I use “JetBrains Mono” for some texts, and want to embed this font into the pdf
So, I managed to add this font to the pdf using pymupdf.
so output from pdffonts looks like:
name type encoding emb sub uni object ID
JetBrainsMono TrueType WinAnsi no no no 50 0
Courier-Bold Type 1 WinAnsi no no no 52 0
fstroke3 TrueType WinAnsi no no no 53 0
JetBrains Mono Regular CID Type 0C (OT) Identity-H yes no yes 1739 0
But it seems not every viewer can work with this. Basically I just found chrome browser viewer showing the correct font, but maybe it has JetBrains somwhere with it and is not using the embedded version.
But this gives me the indication that “JetBrainsMono“ without spaces is somehow working as non embedded font.
Unfortunately I can not use rpl_font.py, since there are many hidden text items, the document is not readable then.
So can I embed a font for existing text at all?
At lest I can not embed a font and use an existing name.
So, I just learned, that white-spaces in PDF names are not allowed.
But “JetBrains Mono” contains white-spaces.
Maybe this should be handled when loading fonts initially (seems the legacy tool knows something here).
So I manually copied the xref and removed white-spaces:
for key in doc.xref_get_keys(xref_src):
item = doc.xref_get_key(xref_src, key)
if key == "BaseFont":
item = (item[0], item[1].replace(" ", ""))
doc.xref_set_key(53, key, item[1])
doc.xref_set_key(50, key, item[1])
So pdffonts looks like this now:
name type encoding emb sub uni object ID
------------------------------------ ----------------- ---------------- --- --- --- ---------
JetBrainsMonoRegular CID TrueType Identity-H yes no yes 50 0
Courier-Bold Type 1 WinAnsi no no no 52 0
JetBrainsMonoRegular CID TrueType Identity-H yes no yes 53 0
fstroke3 TrueType WinAnsi no no no 55 0
JetBrains Mono Regular CID TrueType Identity-H yes no yes 1741 0
But all text is gone now in the document, so not yet successful.
I will try an other font next to exclude any name issue.
I just had a look again into this, an finally I got it working.

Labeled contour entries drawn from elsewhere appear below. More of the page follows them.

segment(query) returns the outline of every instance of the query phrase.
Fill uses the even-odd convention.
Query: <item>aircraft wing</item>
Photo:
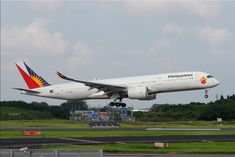
[[[62,79],[65,79],[65,80],[68,80],[68,81],[73,81],[73,82],[78,82],[78,83],[83,83],[88,87],[97,88],[97,89],[102,90],[104,92],[123,92],[123,91],[127,91],[127,88],[123,87],[123,86],[76,80],[76,79],[69,78],[69,77],[63,75],[60,72],[57,72],[56,74]]]

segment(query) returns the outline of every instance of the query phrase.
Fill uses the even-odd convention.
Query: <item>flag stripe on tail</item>
[[[29,75],[31,76],[31,78],[33,77],[34,79],[36,79],[36,81],[39,83],[40,87],[45,87],[45,86],[49,86],[50,84],[44,80],[41,76],[39,76],[38,74],[36,74],[27,64],[24,65],[29,73]]]
[[[40,87],[27,73],[24,72],[24,70],[22,70],[17,64],[16,67],[18,68],[19,72],[21,73],[21,76],[23,77],[23,79],[25,80],[27,86],[29,87],[29,89],[33,89],[33,88],[38,88]]]

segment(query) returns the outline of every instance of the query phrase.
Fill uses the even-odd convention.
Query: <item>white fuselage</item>
[[[104,79],[95,80],[91,82],[117,85],[126,87],[126,95],[123,97],[131,99],[142,99],[138,97],[138,94],[142,94],[142,89],[146,89],[154,96],[157,93],[162,92],[173,92],[173,91],[186,91],[186,90],[197,90],[212,88],[219,84],[219,82],[213,77],[204,72],[180,72],[180,73],[168,73],[159,75],[145,75],[136,77],[124,77],[124,78],[114,78],[114,79]],[[202,82],[205,79],[204,82]],[[39,91],[40,93],[28,93],[41,97],[56,98],[56,99],[110,99],[119,97],[119,93],[107,94],[107,92],[101,89],[91,88],[85,86],[82,83],[64,83],[58,85],[51,85],[42,88],[33,89],[34,91]],[[137,94],[135,93],[137,91]],[[138,93],[139,92],[139,93]],[[137,96],[130,96],[133,93]],[[155,98],[155,97],[154,97]],[[149,99],[150,100],[150,99]]]

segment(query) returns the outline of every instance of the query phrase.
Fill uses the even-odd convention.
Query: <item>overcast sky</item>
[[[1,100],[64,101],[21,95],[14,63],[25,61],[51,84],[56,76],[93,80],[180,71],[212,74],[220,85],[204,91],[159,94],[153,103],[215,100],[235,93],[235,2],[1,1]],[[111,100],[88,101],[104,105]]]

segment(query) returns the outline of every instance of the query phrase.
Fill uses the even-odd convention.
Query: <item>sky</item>
[[[1,100],[63,100],[25,96],[15,62],[25,61],[50,84],[56,71],[80,80],[203,71],[220,85],[204,91],[125,100],[134,108],[154,103],[210,102],[235,93],[234,1],[1,1]],[[111,100],[89,100],[104,106]]]

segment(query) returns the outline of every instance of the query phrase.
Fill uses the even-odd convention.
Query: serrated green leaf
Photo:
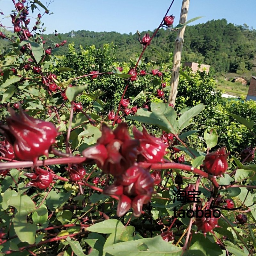
[[[78,241],[71,240],[69,236],[66,238],[66,241],[68,243],[72,250],[77,256],[84,256],[86,255],[84,253],[83,248]]]
[[[85,84],[84,85],[67,87],[66,89],[66,94],[69,102],[71,102],[74,100],[79,94],[87,88],[87,84]]]
[[[239,116],[237,115],[229,113],[228,113],[228,114],[234,117],[235,119],[236,119],[239,122],[241,123],[242,124],[244,124],[244,126],[247,127],[249,130],[251,130],[253,128],[254,125],[254,121],[253,120],[249,122],[245,118],[244,118],[244,117]]]
[[[194,168],[197,168],[203,164],[203,161],[204,160],[205,156],[200,156],[195,158],[192,163],[192,166]]]
[[[208,148],[211,148],[215,147],[218,142],[218,135],[215,129],[211,129],[209,133],[207,131],[206,131],[204,133],[204,138],[205,141]]]

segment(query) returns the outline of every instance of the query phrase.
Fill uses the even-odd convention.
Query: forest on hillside
[[[153,31],[140,31],[141,38],[146,33],[152,35]],[[116,57],[120,62],[127,61],[138,57],[141,45],[138,34],[121,34],[115,32],[94,32],[85,30],[44,35],[49,46],[54,47],[53,42],[66,40],[68,43],[74,42],[78,49],[81,45],[94,45],[96,48],[104,44],[113,42],[116,45]],[[155,61],[157,64],[169,61],[170,53],[173,52],[177,32],[170,30],[160,29],[153,40],[152,45],[145,53],[144,58]],[[47,40],[49,39],[49,40]],[[1,40],[3,41],[4,40]],[[0,49],[3,42],[0,42]],[[56,50],[57,50],[57,49]],[[66,55],[68,52],[66,45],[60,47],[55,54]],[[248,70],[256,75],[256,30],[246,24],[235,25],[228,23],[224,19],[211,20],[205,23],[187,26],[184,40],[182,62],[195,61],[211,65],[212,75],[227,72],[241,73]]]

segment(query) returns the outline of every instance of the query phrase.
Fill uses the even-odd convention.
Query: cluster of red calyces
[[[48,156],[58,133],[52,123],[26,115],[20,108],[19,114],[9,108],[11,116],[7,125],[0,125],[0,132],[13,147],[16,158],[36,162],[38,157]]]
[[[122,216],[132,207],[134,215],[139,216],[143,204],[151,197],[155,181],[137,161],[163,163],[166,146],[160,139],[149,135],[145,127],[141,132],[133,127],[135,139],[132,139],[124,123],[113,131],[103,124],[101,132],[97,144],[82,154],[93,159],[103,172],[114,177],[114,183],[104,192],[119,196],[117,215]]]
[[[35,167],[35,172],[25,173],[24,175],[32,180],[26,185],[26,187],[35,187],[41,189],[49,188],[53,181],[54,175],[48,171],[39,167]]]
[[[226,148],[223,147],[207,155],[203,162],[204,169],[214,176],[222,175],[228,167],[227,159],[229,153],[226,153]]]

Intention was embed a font into an existing pdf, which wasn’t embedded before,
but which is actually the same font.
The final trick was to set set_simple=True page.insert_font(fontbuffer=font.buffer, fontname=fontname, set_simple=True)
example:
import pymupdf
doc = pymupdf.open("in.pdf")
page = doc[0] # First page
fontname = "JBMONO"
fontfile = "JetBrainsMono-Regular.ttf"
font = pymupdf.Font(fontfile=fontfile)
page.insert_font(fontbuffer=font.buffer, fontname=fontname, set_simple=True)

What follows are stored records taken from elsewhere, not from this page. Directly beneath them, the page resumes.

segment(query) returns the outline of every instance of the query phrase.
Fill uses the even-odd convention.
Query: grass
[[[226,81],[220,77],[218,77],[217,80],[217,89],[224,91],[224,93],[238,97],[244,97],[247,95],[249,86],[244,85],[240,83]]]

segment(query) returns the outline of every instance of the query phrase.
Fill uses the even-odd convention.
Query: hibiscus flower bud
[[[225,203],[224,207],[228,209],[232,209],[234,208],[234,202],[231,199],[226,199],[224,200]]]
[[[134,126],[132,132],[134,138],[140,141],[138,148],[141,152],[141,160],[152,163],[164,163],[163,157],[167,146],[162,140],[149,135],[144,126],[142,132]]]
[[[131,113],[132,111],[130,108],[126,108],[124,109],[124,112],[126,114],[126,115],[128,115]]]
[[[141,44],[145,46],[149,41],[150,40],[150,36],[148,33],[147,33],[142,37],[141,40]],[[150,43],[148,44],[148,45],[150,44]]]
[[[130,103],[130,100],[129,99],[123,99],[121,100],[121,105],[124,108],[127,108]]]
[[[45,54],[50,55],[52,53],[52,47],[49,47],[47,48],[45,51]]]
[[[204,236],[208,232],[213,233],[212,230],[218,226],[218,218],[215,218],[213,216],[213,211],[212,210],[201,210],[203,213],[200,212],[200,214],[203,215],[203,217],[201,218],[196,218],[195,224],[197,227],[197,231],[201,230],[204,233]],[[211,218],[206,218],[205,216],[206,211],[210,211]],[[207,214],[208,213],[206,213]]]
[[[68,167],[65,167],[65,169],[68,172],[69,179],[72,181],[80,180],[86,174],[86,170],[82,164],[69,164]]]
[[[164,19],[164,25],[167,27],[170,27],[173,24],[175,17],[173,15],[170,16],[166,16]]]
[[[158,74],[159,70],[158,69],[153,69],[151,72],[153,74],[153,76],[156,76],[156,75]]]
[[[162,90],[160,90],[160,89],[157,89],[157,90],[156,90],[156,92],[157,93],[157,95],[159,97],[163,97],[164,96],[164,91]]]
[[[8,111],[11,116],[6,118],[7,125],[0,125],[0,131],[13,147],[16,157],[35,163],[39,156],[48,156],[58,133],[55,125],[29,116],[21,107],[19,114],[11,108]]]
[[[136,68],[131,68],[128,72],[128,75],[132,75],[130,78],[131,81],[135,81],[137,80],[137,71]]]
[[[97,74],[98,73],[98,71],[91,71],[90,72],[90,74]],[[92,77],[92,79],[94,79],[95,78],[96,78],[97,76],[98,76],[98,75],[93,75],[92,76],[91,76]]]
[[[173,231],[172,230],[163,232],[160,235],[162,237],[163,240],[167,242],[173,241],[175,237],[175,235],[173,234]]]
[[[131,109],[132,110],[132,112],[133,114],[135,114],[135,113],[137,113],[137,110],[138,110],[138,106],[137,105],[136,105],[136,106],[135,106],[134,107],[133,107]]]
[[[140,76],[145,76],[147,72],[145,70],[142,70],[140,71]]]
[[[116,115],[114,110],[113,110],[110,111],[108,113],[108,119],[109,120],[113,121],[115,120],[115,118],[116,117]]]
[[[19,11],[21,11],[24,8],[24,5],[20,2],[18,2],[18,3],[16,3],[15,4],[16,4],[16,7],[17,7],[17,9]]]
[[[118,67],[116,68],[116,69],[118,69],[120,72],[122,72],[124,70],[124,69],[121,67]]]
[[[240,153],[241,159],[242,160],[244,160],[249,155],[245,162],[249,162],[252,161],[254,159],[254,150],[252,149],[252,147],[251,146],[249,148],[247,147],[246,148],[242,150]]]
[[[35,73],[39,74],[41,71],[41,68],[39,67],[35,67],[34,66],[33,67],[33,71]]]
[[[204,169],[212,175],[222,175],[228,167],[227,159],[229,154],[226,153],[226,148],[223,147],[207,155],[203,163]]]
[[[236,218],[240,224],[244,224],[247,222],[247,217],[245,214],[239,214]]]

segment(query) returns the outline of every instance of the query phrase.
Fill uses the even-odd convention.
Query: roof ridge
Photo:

fts = page.get_fonts(full=True)
xref_dst = []
for ft in fts:
if ft[1] == 'n/a' and ft[3].startswith("JetBrainsMono"):
xref_dst.append(ft[0])
print(f"{ft} < Found dst font: xref_dst = {ft[0]}")
elif ft[3] == "JetBrainsMono-Regular":
xref_src = ft[0]
print(f"{ft} < Found source font: xref_src = {xref_src}")
else:
print(ft)
for xref in xref_dst:
print(f"Updating font reference for xref {xref} to point to xref {xref_src}")
for key in doc.xref_get_keys(xref_src):
item = doc.xref_get_key(xref_src, key)
if key == "BaseFont":
item = (item[0], item[1].replace(" ", "")) #not sure if needed
doc.xref_set_key(xref, key, item[1])
print("\nUpdated font references:")
for ft in fts:
print(ft)
# Save the output
doc.save("out.pdf", garbage=4, deflate=True, use_objstms=1)
You cannot bring existing text in a PDF to use a different font by just replacing its font by another font copying over the new font xref over the old xref.
The reason are multiple (1) almost certainly different fonts have different glyph addresses (numbers), (2) different fonts have different glyph metrics (width, height, ascender, descender, …).
This is a path that almost never can be successful.
… Except: you are lucky enough to use exactly the same font again. In which case a justified question would be: “Why are you doing this at all?”
If setting “simple” to true was successful, then because the original creation of the text did the same [it causes using only the Unicodes up to number 255).